This case involved cross-motions for summary judgment. I agree that ALLTEL may not recover its expectation under the contract as compensation for the substantial costs that it claims to have incurred in preparation for performance, and would affirm the denial of its motion for summary judgment.
I do not believe, however, that the FDIC is entitled to summary judgment as there is a triable issue of fact concerning the damages to which ALLTEL is entitled for reimbursement of its costs in preparation for performance of the contract.
I realize that ALLTEL limited its argument to the contention that it was entitled to the full amount it expected to receive for performance of the five-year contract, but that argument necessarily subsumed that it was entitled to the lesser amount of its actual expenditures in preparation for performance.

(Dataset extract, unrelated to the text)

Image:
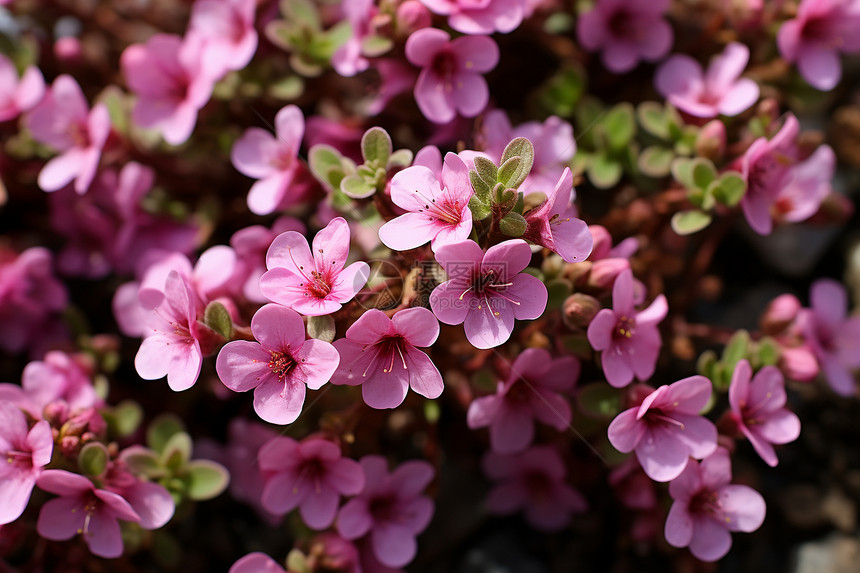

I disagree with the majority’s apparent conclusion that the waiver rule bars consideration of whether these preparation expenses are compensable under another theory of damages. See Maj. Op. at 1043 n. 9. This court has considered issues raised for the first time on appeal in “those cases in which the courts below were not presented with and did not consider the governing theory of law.” Aguon v. Calvo, 829 F.2d 845, 848 (1987). It is basic contract law that “the injured party has a right to damages based on his reliance interest, including expenditures made in preparation for performance or in performance,” when expectation damages are, for whatever reason, unavailable. Restatement (Second) Contracts § 349. Cases cited in the majority opinion uphold the right to such damages under FIRREA. See Nashville Lodging Co. v. RTC, 59 F.3d 236, 245-46 (D.C.Cir.1995) (holding reliance damages recoverable under FIR-REA); cf. Monrad v. FDIC, 62 F.3d 1169, 1173-74 (9th Cir.1995); McMillian v. FDIC, 81 F.3d 1041, 1053-56 (11th Cir.1996) (both finding severance pay to be earned compensation and therefore recoverable as “actual direct compensatory damages”).
*1045The record in this case, adverts to facts that, if proven, would clearly entitle ALLTEL to recover its preparation costs as direct compensatory damages under a reliance theory. I would remand this case to allow the district court to resolve this triable issue of fact.